Als ich unten auf der Straße stand, merkte ich, wie müde ich war. Zum Umfallen müde. Und bis Torshov war es weit. Wenn ich die Knete gehabt hätte, dann hätte ich ein Taxi genommen, aber ich war so pleite wie am Tag meiner Geburt. Ich hatte erst fünfzig Meter hinter mich gebracht, als jemand meinen Namen rief. Jorun. Sie kam angerannt und hatte mich bald eingeholt.
»Peter! Das ist alles einfach nur schrecklich. Bist du jetzt böse auf mich, oder was?«
Ich versuchte zu lächeln. »Natürlich nicht!«
»Können wir mal fünf Minuten reden?«
»Klar.«
Wir setzten uns auf die niedrige Fensterbank eines Lebensmittelladens und Jorun steckte sich eine Teddy an, ihre neue Zigarettenmarke, seit es keine Blue Master ohne Filter mehr gab.
»Heute ist alles einfach total danebengegangen. Alles!«
»Das Gefühl hatte ich auch«, sagte ich.
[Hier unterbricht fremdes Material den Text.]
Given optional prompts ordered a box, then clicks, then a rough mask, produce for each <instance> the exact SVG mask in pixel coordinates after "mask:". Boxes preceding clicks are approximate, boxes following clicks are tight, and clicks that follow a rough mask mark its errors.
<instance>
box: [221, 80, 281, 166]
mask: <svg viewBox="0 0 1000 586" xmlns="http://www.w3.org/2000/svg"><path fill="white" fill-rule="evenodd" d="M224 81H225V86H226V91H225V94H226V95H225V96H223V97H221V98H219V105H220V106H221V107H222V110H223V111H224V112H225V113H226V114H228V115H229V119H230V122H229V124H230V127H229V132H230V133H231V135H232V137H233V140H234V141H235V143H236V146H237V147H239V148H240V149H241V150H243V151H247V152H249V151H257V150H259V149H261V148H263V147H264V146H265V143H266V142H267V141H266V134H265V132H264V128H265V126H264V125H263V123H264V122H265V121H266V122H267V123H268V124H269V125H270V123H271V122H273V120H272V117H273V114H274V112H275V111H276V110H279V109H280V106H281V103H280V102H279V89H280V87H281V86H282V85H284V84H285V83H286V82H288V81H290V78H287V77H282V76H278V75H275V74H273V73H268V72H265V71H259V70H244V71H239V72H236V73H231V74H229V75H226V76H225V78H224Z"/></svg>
Sie zog hart an ihrer Zigarette und ich wusste, dass jetzt die Beichte erfolgen würde.
»Ich war schon seit dem Abend im Nordraak total verknallt in Jarle«, sagte sie und stieß den Rauch aus. »Hab Gott angefleht das vorbeigehen zu lassen, aber es wurde immer nur noch schlimmer. Der Prof ist wirklich der letzte Mensch auf der Welt, dem ich wehtun möchte. Aber verdammt noch mal, wir sind doch keine Maschinen! Es wäre schon toll, wenn wir uns aussuchen könnten, in wen wir uns verlieben!«
»Ja«, sagte ich. »Da hast du Recht.« Ich dachte an Jarle und Lise, die jetzt in Lises schwarz gestrichener Wohnung saßen, und ich merkte, dass die Eifersucht in mir schwelte. Die beiden hatten auch früher schon aneinander herumgefummelt. Aber Jorun war offenbar mit ihren Gedanken ganz woanders. »Der Prof muss es doch gemerkt haben«, sagte sie jetzt. »Dass ich nicht so ganz da war, meine ich. Er hat gefragt, was denn los wäre. Ich hab behauptet, alles wäre in Ordnung, aber er ist ja nicht gerade ein Trottel.«
»Nein«, sagte ich. »Manchmal kann er eine Gleichung durchaus lösen.«
»Dann habe ich vor ein paar Tagen Jarle auf der Straße getroffen. Er war mit Lise und Betta unterwegs und wir sind ins Gespräch gekommen und so. Und bei mir hat es einfach geschnappt. Lise und Betta sind dann gegangen und Jarle und ich haben im Dasslokket gesessen und noch eine Ewigkeit miteinander gequatscht. Es hat einfach geknallt. Wir hatten das Gefühl uns schon eine Ewigkeit zu kennen. Zu Hause habe ich dann den ganzen Abend nur noch geheult. Ich wusste, dass ich mit dem Prof Schluss machen musste, aber ich wusste nicht, wie ich das schaffen sollte.«
»Ja, ja. Aber heute Abend scheint das dann ja wie von selbst gegangen zu sein.«
»Ich hatte doch überhaupt keine Ahnung, dass Jarle hier sein würde. Echt nicht! Mir ist richtig das Kinn runtergekippt, als ich ihn gesehen habe. Und ich hatte ihm kein Wort vom Prof gesagt. Idiotisch von mir, natürlich. Er dachte, ich wäre allein hier, und …«
»Und als er gerade dachte, du wärst allein hier, betrat der Prof die Bühne«, sagte ich.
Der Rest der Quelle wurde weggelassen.